Key Advantages of TouchNTuff 93‑800
Breakthrough acetone resistance:
Unlike typical thin nitrile gloves that degrade almost instantly, TouchNTuff 93‑800 maintains performance for significantly longer, allowing safer handling during cleaning, sample prep, and transfer tasks.
Dexterity for precision work:
The glove remains thin and flexible, enabling pipetting, cuvette handling, instrument operation, and other delicate manipulations without switching to bulky reusable gloves.
Waste and inventory reduction:
Longer wear times mean fewer changes, which can lower total consumption, reduce stock diversity, and simplify reordering and storage.
Supports compliance:
Improved chemical‑exposure control strengthens risk assessments, SOPs, and PPE validation, aiding audit readiness.

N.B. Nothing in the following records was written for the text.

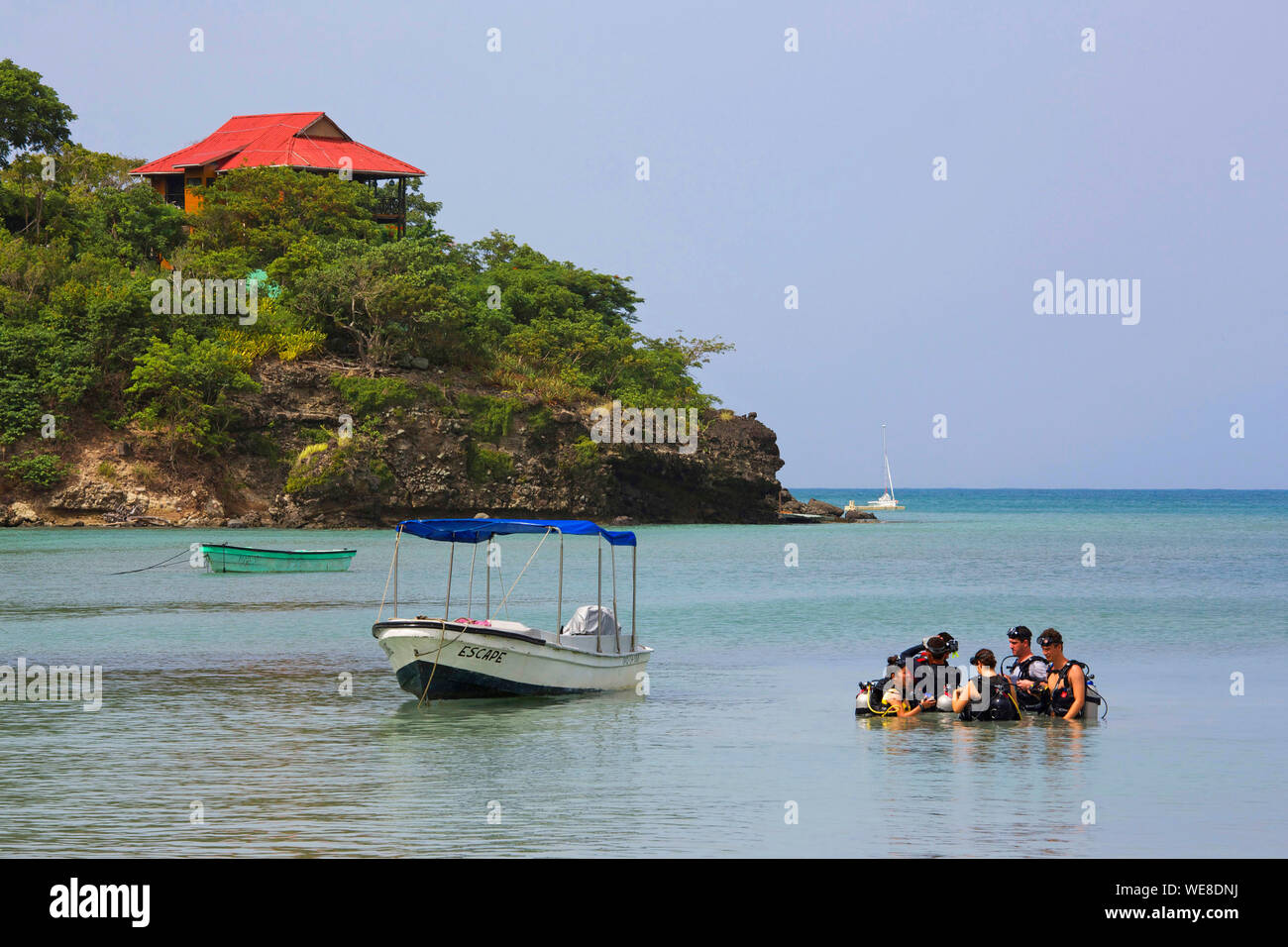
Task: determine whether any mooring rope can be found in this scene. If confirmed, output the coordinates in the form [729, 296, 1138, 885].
[107, 549, 192, 576]
[376, 527, 402, 621]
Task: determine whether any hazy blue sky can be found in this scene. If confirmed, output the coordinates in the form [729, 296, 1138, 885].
[0, 0, 1288, 492]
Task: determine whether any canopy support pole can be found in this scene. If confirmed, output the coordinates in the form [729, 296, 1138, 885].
[608, 546, 622, 655]
[443, 540, 456, 623]
[465, 543, 480, 618]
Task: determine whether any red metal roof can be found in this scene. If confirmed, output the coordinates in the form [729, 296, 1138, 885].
[130, 112, 425, 177]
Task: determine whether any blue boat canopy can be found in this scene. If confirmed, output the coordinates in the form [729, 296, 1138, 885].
[398, 519, 635, 546]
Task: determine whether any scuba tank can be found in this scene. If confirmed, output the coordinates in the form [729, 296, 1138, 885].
[1050, 659, 1105, 723]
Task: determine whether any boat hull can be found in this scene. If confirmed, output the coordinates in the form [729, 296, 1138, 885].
[371, 620, 653, 699]
[201, 544, 358, 573]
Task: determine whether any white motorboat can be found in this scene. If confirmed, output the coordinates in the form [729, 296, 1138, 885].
[845, 424, 905, 513]
[371, 519, 653, 701]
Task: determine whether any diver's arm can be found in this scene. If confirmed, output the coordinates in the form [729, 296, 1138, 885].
[953, 682, 979, 714]
[1064, 665, 1087, 720]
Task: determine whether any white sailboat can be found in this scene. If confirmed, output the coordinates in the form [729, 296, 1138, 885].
[845, 424, 905, 513]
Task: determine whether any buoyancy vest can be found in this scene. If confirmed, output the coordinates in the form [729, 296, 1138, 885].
[912, 651, 961, 701]
[1051, 659, 1100, 719]
[958, 674, 1020, 720]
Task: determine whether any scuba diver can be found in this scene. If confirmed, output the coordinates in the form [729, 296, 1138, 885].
[1038, 627, 1100, 720]
[1004, 625, 1051, 714]
[899, 633, 962, 710]
[881, 656, 935, 716]
[953, 648, 1022, 720]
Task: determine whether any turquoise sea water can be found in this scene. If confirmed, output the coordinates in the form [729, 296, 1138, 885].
[0, 497, 1288, 857]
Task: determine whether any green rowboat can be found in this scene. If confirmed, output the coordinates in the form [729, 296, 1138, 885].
[201, 543, 358, 573]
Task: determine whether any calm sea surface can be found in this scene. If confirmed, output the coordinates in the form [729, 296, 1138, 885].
[0, 488, 1288, 857]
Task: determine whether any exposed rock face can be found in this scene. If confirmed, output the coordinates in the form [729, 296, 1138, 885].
[0, 362, 783, 527]
[804, 497, 845, 517]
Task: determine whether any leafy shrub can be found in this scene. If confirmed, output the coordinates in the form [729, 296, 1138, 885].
[331, 374, 416, 416]
[459, 394, 520, 441]
[5, 451, 71, 489]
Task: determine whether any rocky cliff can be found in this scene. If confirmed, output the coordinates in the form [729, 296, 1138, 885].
[0, 362, 783, 527]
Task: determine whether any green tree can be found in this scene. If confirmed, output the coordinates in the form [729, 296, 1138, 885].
[0, 59, 76, 167]
[125, 329, 261, 466]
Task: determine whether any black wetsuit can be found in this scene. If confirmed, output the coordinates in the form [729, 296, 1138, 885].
[899, 644, 961, 702]
[1051, 659, 1092, 720]
[958, 674, 1020, 720]
[1012, 655, 1051, 714]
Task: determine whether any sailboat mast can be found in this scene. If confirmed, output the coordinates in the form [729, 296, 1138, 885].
[881, 424, 894, 500]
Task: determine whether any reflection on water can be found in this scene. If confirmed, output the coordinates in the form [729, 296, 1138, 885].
[0, 510, 1288, 857]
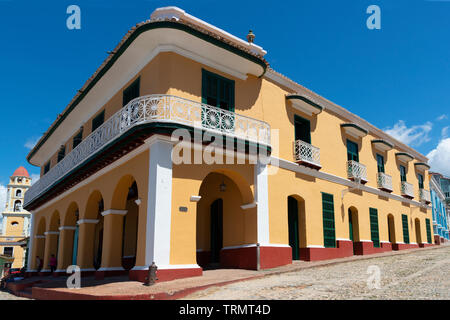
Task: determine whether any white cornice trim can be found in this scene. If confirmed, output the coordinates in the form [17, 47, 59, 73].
[44, 231, 59, 236]
[102, 209, 128, 217]
[59, 226, 77, 231]
[271, 157, 431, 209]
[77, 219, 100, 225]
[263, 68, 428, 162]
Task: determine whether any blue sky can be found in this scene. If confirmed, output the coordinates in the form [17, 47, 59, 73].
[0, 0, 450, 190]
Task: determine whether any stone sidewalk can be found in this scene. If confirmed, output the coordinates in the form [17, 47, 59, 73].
[5, 245, 447, 300]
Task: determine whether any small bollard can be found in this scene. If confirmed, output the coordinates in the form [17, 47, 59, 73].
[144, 262, 158, 286]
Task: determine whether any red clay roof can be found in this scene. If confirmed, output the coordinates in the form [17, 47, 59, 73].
[12, 167, 30, 178]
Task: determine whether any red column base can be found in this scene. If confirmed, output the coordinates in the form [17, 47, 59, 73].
[354, 241, 392, 255]
[392, 243, 419, 251]
[95, 270, 128, 280]
[300, 240, 353, 261]
[220, 246, 292, 270]
[128, 268, 203, 282]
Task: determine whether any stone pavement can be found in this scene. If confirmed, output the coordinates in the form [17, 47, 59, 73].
[4, 246, 448, 300]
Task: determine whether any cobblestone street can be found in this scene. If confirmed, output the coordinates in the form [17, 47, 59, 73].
[184, 246, 450, 300]
[0, 290, 30, 300]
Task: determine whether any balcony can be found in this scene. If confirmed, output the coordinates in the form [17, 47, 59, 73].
[347, 160, 367, 184]
[294, 140, 322, 170]
[419, 189, 431, 204]
[400, 181, 414, 199]
[377, 172, 393, 192]
[25, 95, 270, 206]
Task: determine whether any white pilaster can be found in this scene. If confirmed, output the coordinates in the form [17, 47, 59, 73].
[255, 161, 270, 245]
[145, 136, 173, 266]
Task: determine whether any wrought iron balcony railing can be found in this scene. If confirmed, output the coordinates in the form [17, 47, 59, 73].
[400, 181, 414, 199]
[377, 172, 392, 192]
[347, 160, 367, 183]
[419, 189, 431, 203]
[294, 140, 322, 169]
[25, 95, 270, 205]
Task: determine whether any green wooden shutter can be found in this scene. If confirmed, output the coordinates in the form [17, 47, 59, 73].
[369, 208, 380, 248]
[377, 154, 384, 173]
[288, 197, 300, 260]
[294, 115, 311, 144]
[402, 214, 409, 243]
[322, 193, 336, 248]
[400, 166, 406, 181]
[425, 219, 432, 243]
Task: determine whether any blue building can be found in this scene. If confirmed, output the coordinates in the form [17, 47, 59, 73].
[430, 172, 450, 244]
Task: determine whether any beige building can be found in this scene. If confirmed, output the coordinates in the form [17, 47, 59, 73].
[0, 167, 31, 268]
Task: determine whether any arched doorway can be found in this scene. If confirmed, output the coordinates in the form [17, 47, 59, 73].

Acetone will remain a cornerstone solvent in laboratories, but its risks are real. Robust safety practices, ventilation, training, exposure limits, and especially effective PPE, are critical to protecting lab professionals. As scientific workloads intensify, laboratories need protective solutions that keep pace with both chemical reality and workflow demands.
Ansell’s TouchNTuff 93-800 multipolymer glove meets this need by delivering unprecedented acetone performance in a disposable format, bridging the gap between safety, dexterity, and operational practicality. It also features a TÜV-certified bio-based formulation containing over 60% bio-based carbon for lower emissions and a smarter, more sustainable choice in hand protection.